The U.S. Department of Energy's (DOE) Weatherization Assistance Program (WAP) differs in many ways from what is commonly referred to as "weatherizing your home." The latter involves low-cost improvements, such as adding weatherstripping to doors and windows, to save energy. WAP takes the "whole house weatherization” approach that analyzes all of the building systems—the building envelope, heating and cooling systems, electrical system, and electric baseload appliances—through the completion of an energy audit, as shown in Figure 1.
Another distinguishing feature of WAP is the attention to the overall health and safety of the clients being served and the weatherization providers. Many dwellings receiving attention are old and in need of repair.
Weatherization providers check the exterior of the building, known as the building envelope, and major energy systems to ensure there are no occupant health or safety concerns before installing any energy efficiency measures.
At its core, WAP is an energy efficiency program. The Program is largely measured in terms of energy saved.
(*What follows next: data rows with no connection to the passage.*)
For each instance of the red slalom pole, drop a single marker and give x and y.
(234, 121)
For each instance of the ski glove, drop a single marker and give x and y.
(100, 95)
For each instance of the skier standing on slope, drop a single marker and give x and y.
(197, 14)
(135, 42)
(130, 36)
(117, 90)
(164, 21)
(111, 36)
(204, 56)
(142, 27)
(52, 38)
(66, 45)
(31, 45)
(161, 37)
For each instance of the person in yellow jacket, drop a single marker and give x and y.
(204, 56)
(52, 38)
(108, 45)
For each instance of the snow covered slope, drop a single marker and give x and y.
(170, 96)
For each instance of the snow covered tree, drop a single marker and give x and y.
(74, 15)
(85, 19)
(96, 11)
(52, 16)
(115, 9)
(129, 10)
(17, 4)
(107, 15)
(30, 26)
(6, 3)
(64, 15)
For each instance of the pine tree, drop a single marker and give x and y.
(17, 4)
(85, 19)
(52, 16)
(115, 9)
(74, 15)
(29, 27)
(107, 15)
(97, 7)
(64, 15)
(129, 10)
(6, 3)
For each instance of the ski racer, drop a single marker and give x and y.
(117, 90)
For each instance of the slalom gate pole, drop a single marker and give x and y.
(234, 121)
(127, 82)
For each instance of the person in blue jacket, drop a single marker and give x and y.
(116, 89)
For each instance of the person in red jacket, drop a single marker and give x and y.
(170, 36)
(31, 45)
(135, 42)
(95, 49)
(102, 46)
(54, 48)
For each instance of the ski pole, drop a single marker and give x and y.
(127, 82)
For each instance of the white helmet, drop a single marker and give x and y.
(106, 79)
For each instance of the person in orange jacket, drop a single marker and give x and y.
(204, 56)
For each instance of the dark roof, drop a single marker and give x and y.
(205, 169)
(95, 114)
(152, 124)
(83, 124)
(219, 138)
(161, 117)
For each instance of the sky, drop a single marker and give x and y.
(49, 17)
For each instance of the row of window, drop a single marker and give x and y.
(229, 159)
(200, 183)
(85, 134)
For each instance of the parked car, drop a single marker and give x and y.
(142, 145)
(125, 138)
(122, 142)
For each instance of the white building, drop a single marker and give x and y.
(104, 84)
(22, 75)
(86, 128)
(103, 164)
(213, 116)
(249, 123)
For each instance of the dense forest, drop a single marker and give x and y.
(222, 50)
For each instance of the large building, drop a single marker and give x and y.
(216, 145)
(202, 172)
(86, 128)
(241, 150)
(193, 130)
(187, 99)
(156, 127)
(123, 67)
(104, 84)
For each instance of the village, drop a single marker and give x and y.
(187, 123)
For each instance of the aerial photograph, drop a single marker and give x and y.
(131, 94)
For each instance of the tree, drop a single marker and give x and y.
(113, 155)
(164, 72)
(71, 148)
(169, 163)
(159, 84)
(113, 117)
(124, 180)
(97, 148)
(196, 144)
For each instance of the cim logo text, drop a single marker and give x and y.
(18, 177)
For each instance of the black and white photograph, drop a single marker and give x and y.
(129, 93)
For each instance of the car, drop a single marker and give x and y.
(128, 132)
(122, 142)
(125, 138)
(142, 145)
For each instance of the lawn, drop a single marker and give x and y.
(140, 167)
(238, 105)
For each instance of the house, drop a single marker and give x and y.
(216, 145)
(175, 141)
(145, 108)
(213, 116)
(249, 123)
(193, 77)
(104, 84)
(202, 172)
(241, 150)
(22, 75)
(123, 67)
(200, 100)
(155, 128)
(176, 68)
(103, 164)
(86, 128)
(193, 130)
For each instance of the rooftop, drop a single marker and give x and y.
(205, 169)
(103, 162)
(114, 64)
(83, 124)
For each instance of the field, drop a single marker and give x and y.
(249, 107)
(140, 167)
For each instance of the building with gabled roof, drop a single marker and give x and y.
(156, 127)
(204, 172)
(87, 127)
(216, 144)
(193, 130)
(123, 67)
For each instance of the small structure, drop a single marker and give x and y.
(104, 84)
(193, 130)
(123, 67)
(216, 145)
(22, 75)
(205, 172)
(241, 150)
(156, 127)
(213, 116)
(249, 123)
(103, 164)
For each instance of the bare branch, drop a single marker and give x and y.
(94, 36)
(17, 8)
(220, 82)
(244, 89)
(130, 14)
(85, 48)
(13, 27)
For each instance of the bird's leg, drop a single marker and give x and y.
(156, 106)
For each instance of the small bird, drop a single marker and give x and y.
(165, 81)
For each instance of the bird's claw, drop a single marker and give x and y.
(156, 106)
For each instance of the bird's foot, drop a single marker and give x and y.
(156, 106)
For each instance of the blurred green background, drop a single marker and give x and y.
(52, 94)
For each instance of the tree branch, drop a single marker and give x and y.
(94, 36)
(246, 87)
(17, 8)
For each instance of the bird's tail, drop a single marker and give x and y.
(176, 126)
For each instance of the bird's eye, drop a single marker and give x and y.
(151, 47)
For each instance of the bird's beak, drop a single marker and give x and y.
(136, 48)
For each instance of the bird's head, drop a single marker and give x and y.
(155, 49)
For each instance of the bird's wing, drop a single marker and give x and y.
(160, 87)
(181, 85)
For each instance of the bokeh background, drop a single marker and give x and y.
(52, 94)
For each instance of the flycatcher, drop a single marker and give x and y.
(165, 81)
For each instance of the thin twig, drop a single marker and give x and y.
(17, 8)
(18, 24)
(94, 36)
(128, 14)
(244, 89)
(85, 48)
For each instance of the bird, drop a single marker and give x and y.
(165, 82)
WAP recognizes homes and buildings work as a system of interrelated parts and follows the “House as a System” methodology to the assess and treat the homes.
WAP understands it is not effective to insulate an attic if the roof leaks and will degrade the insulation’s performance. Therefore, either the roof is repaired before the insulation is installed or the home is deferred until repairs can be made. When a home is deferred, it does not mean assistance will never be available, but that work must be postponed until the issues can be resolved and the home is ready for weatherization.
To help with moving homes off the deferral waiting list, many WAP local providers combine other federal, state, and local program funding to address the home or building problems so they can be weatherized.